Fiona Wood and Fiona Stanley, who have pioneered developments in WA’s medical sector; and

• Michael Malone who created WA’s most successful internet company, iiNet.

There have been plenty of questionable deals on the way to creating the WA business community of 2018, not least being the outrageous relationship formed by the WA government with a coterie of business leaders after the 1987 stock market crash.

Fiona Wood pioneered spray-on skin to treat burns victims. Photo: Attila Csaszar

Launched as an attempt to rescue the ailing business interests of Bond, Connell and Holmes à Court, the WA Inc years led to the state itself being tipped to the edge of insolvency, followed by a slow period of recuperation.
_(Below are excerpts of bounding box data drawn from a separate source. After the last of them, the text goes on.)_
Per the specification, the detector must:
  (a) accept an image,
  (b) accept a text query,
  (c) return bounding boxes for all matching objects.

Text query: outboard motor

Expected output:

What’s emerged since the recovery took hold, aided by China’s industrial revolution and seemingly insatiable demand for WA’s raw materials, is business leadership dressed in corporate colours.

It’s the chief executives of big companies who are, rightly or wrongly, today’s business heroes.

People such as Michael Chaney, Richard Goyder and Trevor Eastwood have been instrumental in building WA’s most successful non-mining company, Wesfarmers, a job now in the hands of Rob Scott.

The difference between the modern corporate leaders and the business builders is that they generally lack skin in the game.

They are effectively the hired help, using other people’s money, not their own capital, to build a company.

Less obvious is a group of leaders who might easily be called the faceless men and women, because while they work for major WA-based businesses, no-one outside the corporate silos in which they operate knows much about them (and they all report to a head office somewhere else).

The Perth staff at Rio Tinto, which played a key role in the creation of the iron ore industry, report to London; BHP staff report to Melbourne; Alcoa staff report to New York; and Chevron staff report to San Ramon, California.

If you’re looking for a WA business hero in those corporations you might need a microscope.